I had another one of my nightmares this morning, which no doubt is the reason I’m sharing the dark side of my romance with my husband. It’s serious, neurotic, full of obsessive compulsive nuance. Yes I believe my husband and I are “meant to be,” are completely in love with each other, and committed two hundred percent. There are more than a few reasons why I believe this, and all of them are not made up of Happily Ever After cliches.

I have here and there mentioned we had “hard times” in our relationship, during year two, never really coming out and saying why.  I’m saying why now, and a good deal of it is not flattering to either of us, but is part of our history and brought us where we are today. My nightmare concerns one of his X’s, that for privacy I will change her name to the nickname we gave her during the height of the melodrama years ago. I know in blog land the word Troll is used mainly for negative and nasty people who leave crap for comments to strike out at others. For Kevin and I, Troll is his X, and has been for years.

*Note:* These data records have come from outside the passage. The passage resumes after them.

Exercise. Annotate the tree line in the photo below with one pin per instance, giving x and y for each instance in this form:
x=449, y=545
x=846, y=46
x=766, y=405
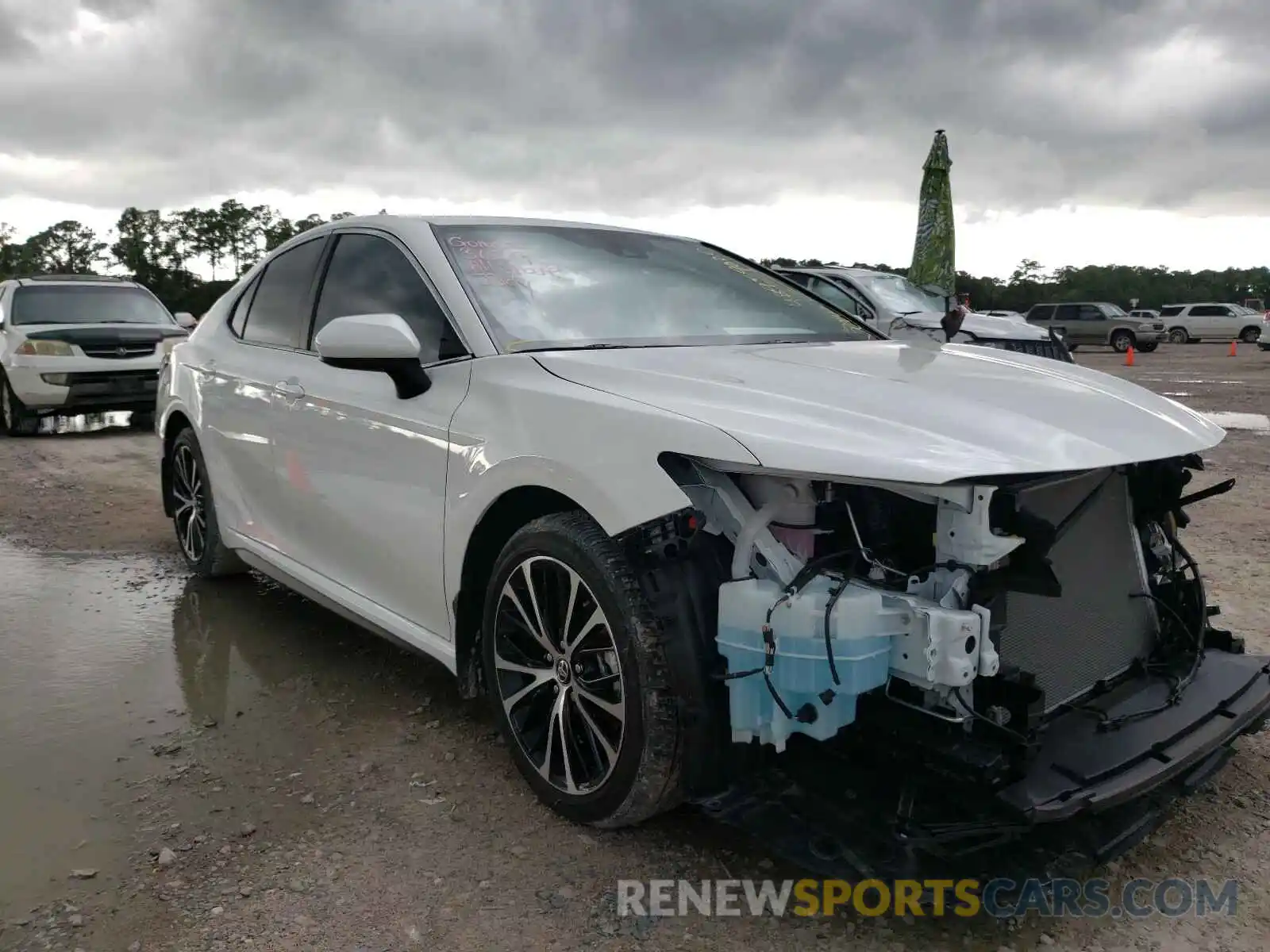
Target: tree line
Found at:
x=1124, y=285
x=162, y=251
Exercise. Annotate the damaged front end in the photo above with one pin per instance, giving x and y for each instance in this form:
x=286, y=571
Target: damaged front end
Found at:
x=937, y=672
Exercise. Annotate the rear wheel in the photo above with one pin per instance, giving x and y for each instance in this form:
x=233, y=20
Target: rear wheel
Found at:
x=194, y=512
x=16, y=419
x=575, y=668
x=1122, y=340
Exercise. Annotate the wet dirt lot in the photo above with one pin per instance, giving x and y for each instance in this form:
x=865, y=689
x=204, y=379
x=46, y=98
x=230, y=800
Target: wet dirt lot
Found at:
x=233, y=767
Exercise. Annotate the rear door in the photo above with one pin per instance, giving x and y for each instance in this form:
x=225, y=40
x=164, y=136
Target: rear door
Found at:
x=1041, y=317
x=241, y=406
x=1067, y=321
x=368, y=513
x=1094, y=323
x=1208, y=321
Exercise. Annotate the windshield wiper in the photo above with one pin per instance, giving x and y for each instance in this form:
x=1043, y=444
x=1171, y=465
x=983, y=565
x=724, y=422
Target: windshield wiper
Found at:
x=575, y=347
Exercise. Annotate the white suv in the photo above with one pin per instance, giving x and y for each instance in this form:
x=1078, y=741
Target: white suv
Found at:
x=1193, y=323
x=76, y=343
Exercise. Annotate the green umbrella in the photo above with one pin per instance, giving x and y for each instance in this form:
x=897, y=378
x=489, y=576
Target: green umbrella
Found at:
x=933, y=251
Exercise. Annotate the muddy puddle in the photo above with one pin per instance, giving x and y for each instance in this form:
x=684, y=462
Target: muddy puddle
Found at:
x=107, y=662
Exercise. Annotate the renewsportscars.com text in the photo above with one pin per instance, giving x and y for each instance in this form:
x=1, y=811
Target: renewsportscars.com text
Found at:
x=1001, y=898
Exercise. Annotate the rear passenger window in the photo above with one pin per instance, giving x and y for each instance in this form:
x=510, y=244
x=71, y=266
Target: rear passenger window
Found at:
x=370, y=274
x=238, y=321
x=279, y=311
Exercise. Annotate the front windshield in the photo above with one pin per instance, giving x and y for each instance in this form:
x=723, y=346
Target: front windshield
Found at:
x=546, y=287
x=87, y=304
x=899, y=295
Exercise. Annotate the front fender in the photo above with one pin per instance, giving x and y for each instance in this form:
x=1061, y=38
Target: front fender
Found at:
x=522, y=425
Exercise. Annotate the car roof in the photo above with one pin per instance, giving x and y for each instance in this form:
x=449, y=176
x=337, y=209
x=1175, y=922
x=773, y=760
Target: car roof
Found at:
x=833, y=270
x=508, y=220
x=103, y=279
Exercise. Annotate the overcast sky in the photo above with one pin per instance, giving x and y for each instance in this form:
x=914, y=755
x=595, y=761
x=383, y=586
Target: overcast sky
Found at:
x=1083, y=131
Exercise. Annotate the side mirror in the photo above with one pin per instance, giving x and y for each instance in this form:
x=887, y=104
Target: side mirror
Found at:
x=383, y=343
x=952, y=321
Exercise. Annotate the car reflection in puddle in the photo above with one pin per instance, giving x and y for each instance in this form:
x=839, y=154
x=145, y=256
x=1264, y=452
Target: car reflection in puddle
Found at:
x=237, y=638
x=106, y=657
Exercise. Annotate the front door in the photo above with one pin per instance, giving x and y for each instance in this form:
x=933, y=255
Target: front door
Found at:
x=241, y=413
x=365, y=469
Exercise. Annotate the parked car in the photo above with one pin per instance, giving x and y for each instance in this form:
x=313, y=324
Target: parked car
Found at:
x=1189, y=324
x=1011, y=315
x=80, y=343
x=686, y=524
x=1098, y=323
x=895, y=306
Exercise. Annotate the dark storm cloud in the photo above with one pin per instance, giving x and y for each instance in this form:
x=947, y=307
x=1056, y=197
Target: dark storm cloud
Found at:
x=645, y=107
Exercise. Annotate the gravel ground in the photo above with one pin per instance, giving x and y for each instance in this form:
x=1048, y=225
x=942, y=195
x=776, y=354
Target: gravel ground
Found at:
x=321, y=790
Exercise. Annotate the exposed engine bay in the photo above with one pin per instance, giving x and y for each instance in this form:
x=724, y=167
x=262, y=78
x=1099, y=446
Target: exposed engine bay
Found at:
x=1022, y=647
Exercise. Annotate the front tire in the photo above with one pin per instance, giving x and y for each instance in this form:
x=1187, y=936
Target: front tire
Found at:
x=575, y=668
x=16, y=419
x=198, y=533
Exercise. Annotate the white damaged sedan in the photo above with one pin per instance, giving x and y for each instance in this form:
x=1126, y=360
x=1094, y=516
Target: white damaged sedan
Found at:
x=689, y=524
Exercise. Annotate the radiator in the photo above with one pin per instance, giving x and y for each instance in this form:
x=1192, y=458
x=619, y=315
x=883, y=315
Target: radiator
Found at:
x=1095, y=630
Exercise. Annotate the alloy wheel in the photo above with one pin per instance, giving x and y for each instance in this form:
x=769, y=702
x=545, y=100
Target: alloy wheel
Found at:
x=559, y=674
x=190, y=490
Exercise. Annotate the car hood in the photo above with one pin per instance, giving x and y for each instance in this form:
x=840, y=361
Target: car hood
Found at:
x=978, y=325
x=892, y=410
x=116, y=330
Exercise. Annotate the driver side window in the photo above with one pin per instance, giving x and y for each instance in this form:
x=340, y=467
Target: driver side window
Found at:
x=368, y=274
x=836, y=296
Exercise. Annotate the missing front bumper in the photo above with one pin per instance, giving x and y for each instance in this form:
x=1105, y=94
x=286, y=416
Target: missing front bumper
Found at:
x=1087, y=797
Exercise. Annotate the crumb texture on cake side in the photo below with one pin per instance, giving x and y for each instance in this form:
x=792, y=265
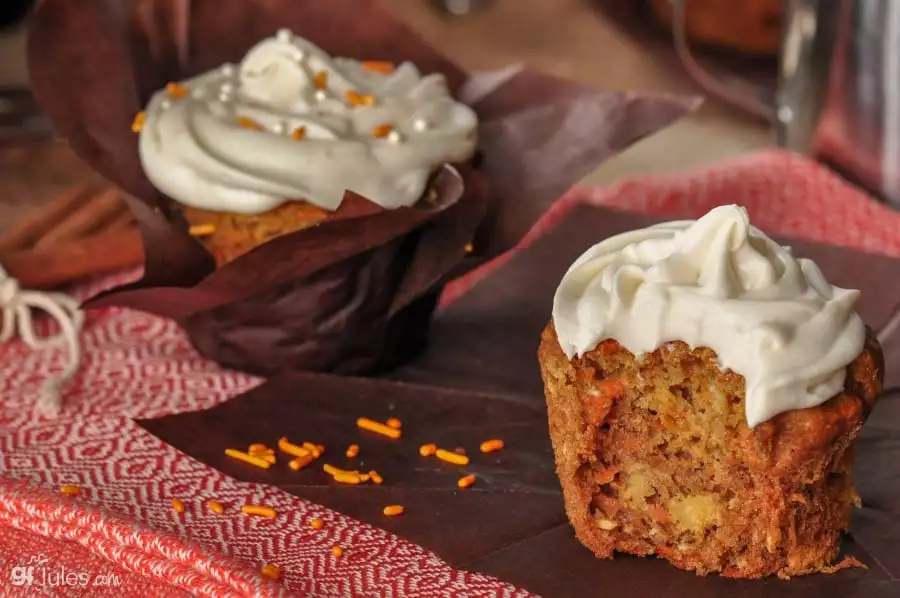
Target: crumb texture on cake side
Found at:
x=655, y=457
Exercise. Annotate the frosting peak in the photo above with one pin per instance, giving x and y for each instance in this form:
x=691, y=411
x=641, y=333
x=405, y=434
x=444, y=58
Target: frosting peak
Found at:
x=720, y=283
x=290, y=122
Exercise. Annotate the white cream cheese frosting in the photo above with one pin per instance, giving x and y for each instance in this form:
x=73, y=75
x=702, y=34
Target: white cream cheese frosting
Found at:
x=717, y=282
x=291, y=122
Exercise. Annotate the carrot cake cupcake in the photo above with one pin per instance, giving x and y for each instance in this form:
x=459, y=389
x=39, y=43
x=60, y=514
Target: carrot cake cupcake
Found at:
x=705, y=389
x=258, y=149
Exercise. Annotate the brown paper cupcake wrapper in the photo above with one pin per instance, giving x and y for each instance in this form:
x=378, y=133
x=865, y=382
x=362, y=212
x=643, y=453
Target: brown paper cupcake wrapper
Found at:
x=349, y=296
x=479, y=379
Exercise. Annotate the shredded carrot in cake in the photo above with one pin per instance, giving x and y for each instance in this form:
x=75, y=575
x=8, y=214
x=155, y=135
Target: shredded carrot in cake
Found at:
x=201, y=230
x=176, y=90
x=70, y=489
x=455, y=458
x=271, y=571
x=466, y=481
x=247, y=458
x=379, y=66
x=382, y=130
x=489, y=446
x=138, y=123
x=295, y=450
x=379, y=428
x=260, y=510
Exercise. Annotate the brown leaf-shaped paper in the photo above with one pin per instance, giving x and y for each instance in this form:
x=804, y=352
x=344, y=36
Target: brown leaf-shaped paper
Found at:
x=352, y=295
x=479, y=379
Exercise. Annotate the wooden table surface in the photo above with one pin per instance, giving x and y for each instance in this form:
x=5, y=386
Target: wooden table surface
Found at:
x=568, y=38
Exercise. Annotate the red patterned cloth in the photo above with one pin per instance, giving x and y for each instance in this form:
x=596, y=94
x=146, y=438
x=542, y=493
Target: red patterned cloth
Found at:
x=121, y=535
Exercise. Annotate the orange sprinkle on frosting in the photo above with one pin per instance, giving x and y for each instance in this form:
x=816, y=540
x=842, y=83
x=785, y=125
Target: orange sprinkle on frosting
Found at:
x=382, y=130
x=449, y=457
x=466, y=481
x=259, y=510
x=379, y=428
x=379, y=66
x=176, y=90
x=489, y=446
x=138, y=123
x=70, y=490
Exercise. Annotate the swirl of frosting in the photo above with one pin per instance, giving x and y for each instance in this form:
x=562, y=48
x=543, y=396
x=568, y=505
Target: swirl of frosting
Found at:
x=717, y=282
x=291, y=122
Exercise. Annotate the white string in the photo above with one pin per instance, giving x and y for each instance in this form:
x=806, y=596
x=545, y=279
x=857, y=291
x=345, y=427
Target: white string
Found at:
x=17, y=306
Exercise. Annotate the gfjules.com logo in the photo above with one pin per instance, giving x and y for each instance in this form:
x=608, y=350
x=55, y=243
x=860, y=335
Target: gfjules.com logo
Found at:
x=39, y=572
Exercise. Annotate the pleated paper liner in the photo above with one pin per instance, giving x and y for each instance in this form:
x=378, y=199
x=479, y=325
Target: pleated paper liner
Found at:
x=350, y=296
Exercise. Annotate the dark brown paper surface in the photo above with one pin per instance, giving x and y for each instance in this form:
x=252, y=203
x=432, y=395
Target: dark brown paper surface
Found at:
x=347, y=296
x=479, y=379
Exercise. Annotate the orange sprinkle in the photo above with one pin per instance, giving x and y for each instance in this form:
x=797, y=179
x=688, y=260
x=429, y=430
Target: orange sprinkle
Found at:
x=300, y=462
x=201, y=230
x=249, y=123
x=382, y=130
x=70, y=490
x=295, y=450
x=138, y=123
x=347, y=478
x=176, y=90
x=379, y=428
x=455, y=458
x=466, y=481
x=379, y=66
x=315, y=449
x=271, y=571
x=261, y=510
x=247, y=458
x=489, y=446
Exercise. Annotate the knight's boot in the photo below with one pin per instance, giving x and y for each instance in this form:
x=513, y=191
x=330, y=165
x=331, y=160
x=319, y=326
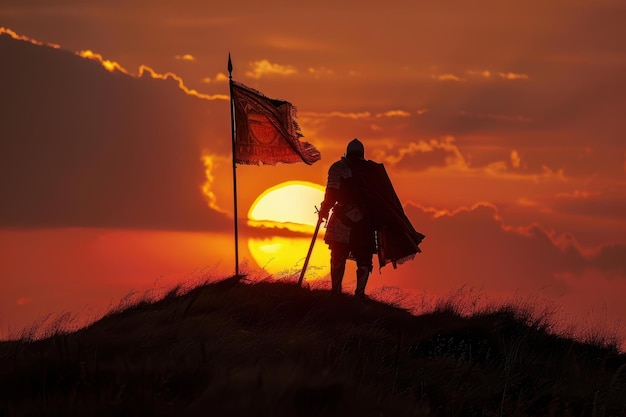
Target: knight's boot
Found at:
x=336, y=276
x=362, y=274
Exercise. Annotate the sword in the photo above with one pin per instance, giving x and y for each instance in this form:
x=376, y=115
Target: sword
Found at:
x=308, y=255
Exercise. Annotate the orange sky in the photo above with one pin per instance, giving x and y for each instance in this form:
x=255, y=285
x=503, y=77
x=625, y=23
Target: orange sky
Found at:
x=500, y=123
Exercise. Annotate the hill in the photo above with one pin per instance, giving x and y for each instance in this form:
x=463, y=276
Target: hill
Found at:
x=275, y=349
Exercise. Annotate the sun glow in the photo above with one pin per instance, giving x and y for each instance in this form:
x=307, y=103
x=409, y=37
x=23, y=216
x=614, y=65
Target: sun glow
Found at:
x=290, y=205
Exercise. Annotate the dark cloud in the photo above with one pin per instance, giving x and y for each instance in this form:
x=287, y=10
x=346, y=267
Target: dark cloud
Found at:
x=474, y=246
x=80, y=146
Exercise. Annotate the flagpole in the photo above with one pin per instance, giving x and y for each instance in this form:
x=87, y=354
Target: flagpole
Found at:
x=232, y=131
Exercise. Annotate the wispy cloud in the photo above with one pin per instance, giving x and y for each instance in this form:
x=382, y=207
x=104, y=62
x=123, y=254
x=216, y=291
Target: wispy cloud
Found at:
x=113, y=66
x=264, y=67
x=512, y=76
x=185, y=57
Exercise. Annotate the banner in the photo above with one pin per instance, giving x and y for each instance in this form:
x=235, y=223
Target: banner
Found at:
x=266, y=131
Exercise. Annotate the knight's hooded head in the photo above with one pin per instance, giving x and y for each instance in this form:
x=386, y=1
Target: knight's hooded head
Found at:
x=355, y=150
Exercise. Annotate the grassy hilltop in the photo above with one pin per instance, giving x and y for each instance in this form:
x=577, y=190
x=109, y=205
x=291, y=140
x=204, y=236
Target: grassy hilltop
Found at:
x=274, y=349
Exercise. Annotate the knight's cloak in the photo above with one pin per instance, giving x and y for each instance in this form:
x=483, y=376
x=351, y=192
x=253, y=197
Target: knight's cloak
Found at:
x=397, y=240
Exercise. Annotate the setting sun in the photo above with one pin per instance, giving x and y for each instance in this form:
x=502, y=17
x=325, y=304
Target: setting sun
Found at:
x=292, y=202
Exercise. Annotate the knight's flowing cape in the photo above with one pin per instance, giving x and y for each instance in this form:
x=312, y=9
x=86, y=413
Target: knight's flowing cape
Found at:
x=397, y=240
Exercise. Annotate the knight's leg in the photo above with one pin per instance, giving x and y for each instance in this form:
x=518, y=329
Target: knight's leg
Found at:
x=362, y=275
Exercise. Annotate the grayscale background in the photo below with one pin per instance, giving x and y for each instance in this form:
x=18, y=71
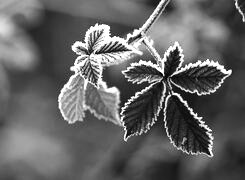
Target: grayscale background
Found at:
x=35, y=57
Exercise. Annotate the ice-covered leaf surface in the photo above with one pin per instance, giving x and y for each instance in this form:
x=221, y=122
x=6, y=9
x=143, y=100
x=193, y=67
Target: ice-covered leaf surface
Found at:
x=96, y=35
x=201, y=77
x=99, y=49
x=143, y=72
x=185, y=129
x=173, y=59
x=91, y=69
x=114, y=51
x=103, y=102
x=141, y=111
x=240, y=5
x=71, y=99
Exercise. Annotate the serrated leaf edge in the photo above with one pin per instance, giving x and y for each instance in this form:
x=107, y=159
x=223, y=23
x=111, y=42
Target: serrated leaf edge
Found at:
x=62, y=91
x=199, y=63
x=97, y=27
x=170, y=49
x=131, y=50
x=155, y=115
x=202, y=124
x=239, y=10
x=136, y=64
x=113, y=90
x=75, y=46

Not his X wife, but his X live in, who followed him here from back East, well before I ever met him.

During year one, that romance year where all is right with the world, and your significant other can do no wrong, the only information I had on Troll was that he lived with her for about two years, but it was just a casual relationship. He may have mentioned she lived here in Arizona now, but it was not something that stayed with me, as I didn’t believe it mattered, and in the real world of now, it doesn’t. Trying to convince my sub-conscious of that has not been as successful, as my nightmares attest to.

When I met Kevin, it was supposed to be a diversion, some company for a few laughs, as my divorce was far from finished, and I was in no position to start another relationship. Having met him through a dating site, we seemed to click and have a fun rapport from the first time I laid eyes on him. My first thought was well, he doesn’t look like “my type” but I was just looking for a friendship, with possible extra benefits, and it felt so comfortable from the start. I know I had what I call one of my clairvoyant moments when I met him. Those moments when you look into someone’s eyes, and your gut tells you this person will be significant in your life. I’ve had these moments in the past, most involved men that would become my lover, and end up being part of my life for years.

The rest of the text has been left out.